Ringfort (Cashel), Ballymacgibbon, Co. Mayo
Co. Mayo |
Ringforts
On the southern edge of a field near Ballymacgibbon in County Mayo, the ground drops away sharply by three and a half metres, a sudden cliff-like fall that marks the outer edge of an enclosure most people would walk past without a second glance.
This is a cashel, a type of ringfort built from stone rather than earthen banks, and what remains here sits quietly in rough pasture on a naturally raised area, its walls reduced by time and agricultural pressure to little more than a low scatter of stone, nowhere more than sixty centimetres high.
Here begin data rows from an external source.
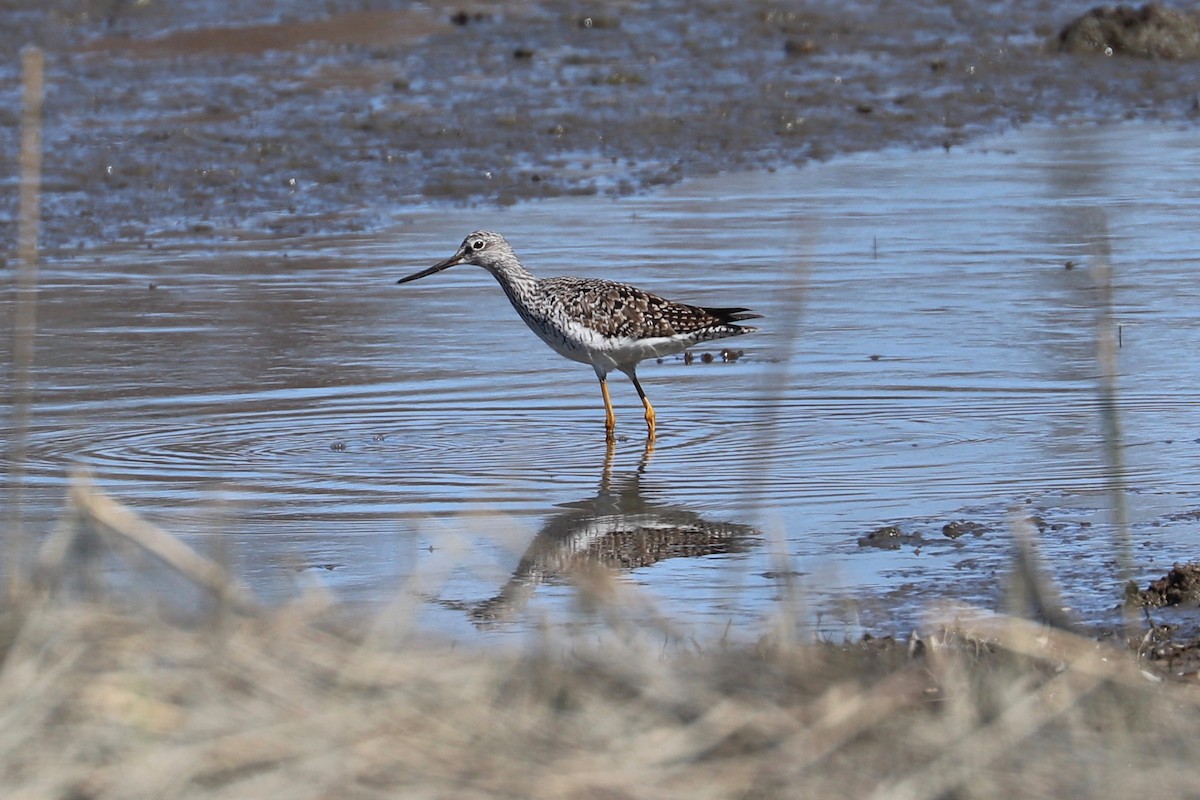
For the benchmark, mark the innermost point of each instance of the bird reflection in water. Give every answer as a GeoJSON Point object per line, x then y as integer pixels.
{"type": "Point", "coordinates": [617, 529]}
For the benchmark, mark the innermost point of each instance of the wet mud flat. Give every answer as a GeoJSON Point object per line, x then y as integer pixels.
{"type": "Point", "coordinates": [204, 120]}
{"type": "Point", "coordinates": [121, 699]}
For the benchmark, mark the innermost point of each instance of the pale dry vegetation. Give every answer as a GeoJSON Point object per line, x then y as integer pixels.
{"type": "Point", "coordinates": [105, 695]}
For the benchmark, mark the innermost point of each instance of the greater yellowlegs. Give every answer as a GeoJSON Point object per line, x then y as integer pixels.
{"type": "Point", "coordinates": [605, 324]}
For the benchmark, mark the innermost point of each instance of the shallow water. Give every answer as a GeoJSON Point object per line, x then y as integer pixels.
{"type": "Point", "coordinates": [924, 358]}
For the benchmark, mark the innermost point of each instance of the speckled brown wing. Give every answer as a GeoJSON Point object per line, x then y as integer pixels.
{"type": "Point", "coordinates": [617, 310]}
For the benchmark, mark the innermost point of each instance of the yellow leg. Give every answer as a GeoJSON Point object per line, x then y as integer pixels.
{"type": "Point", "coordinates": [649, 416]}
{"type": "Point", "coordinates": [610, 417]}
{"type": "Point", "coordinates": [646, 404]}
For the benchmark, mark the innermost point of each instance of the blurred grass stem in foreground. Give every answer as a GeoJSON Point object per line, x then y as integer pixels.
{"type": "Point", "coordinates": [25, 313]}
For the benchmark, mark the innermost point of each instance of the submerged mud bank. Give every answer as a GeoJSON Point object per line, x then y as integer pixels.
{"type": "Point", "coordinates": [263, 118]}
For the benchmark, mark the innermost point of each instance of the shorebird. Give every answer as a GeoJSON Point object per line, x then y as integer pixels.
{"type": "Point", "coordinates": [601, 323]}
The enclosure is oval, measuring roughly 44 metres north to south and 51 metres east to west, and its surrounding wall, once perhaps two metres thick, has been largely levelled along its north-eastern to south-eastern arc. A field fence has been built directly over the wall on the southern side, the practical needs of farming having long since overwritten the archaeology beneath. The interior is overgrown and uneven, with evidence of clearance, the kind of surface disturbance that suggests stones have been removed and redistributed over the centuries. Most intriguing is a souterrain in the south-western part of the interior. Souterrains are underground stone-lined passages or chambers, typically associated with early medieval settlement in Ireland, probably used for storage and possibly as places of refuge. Their presence within a cashel is relatively common, but each one is a small puzzle of purpose and construction. This site was recorded by D. Lavelle in an archaeological survey of the Ballinrobe district, published in 1994, which catalogued monuments around Lough Mask and Lough Carra, two lakes that dominate this corner of Mayo.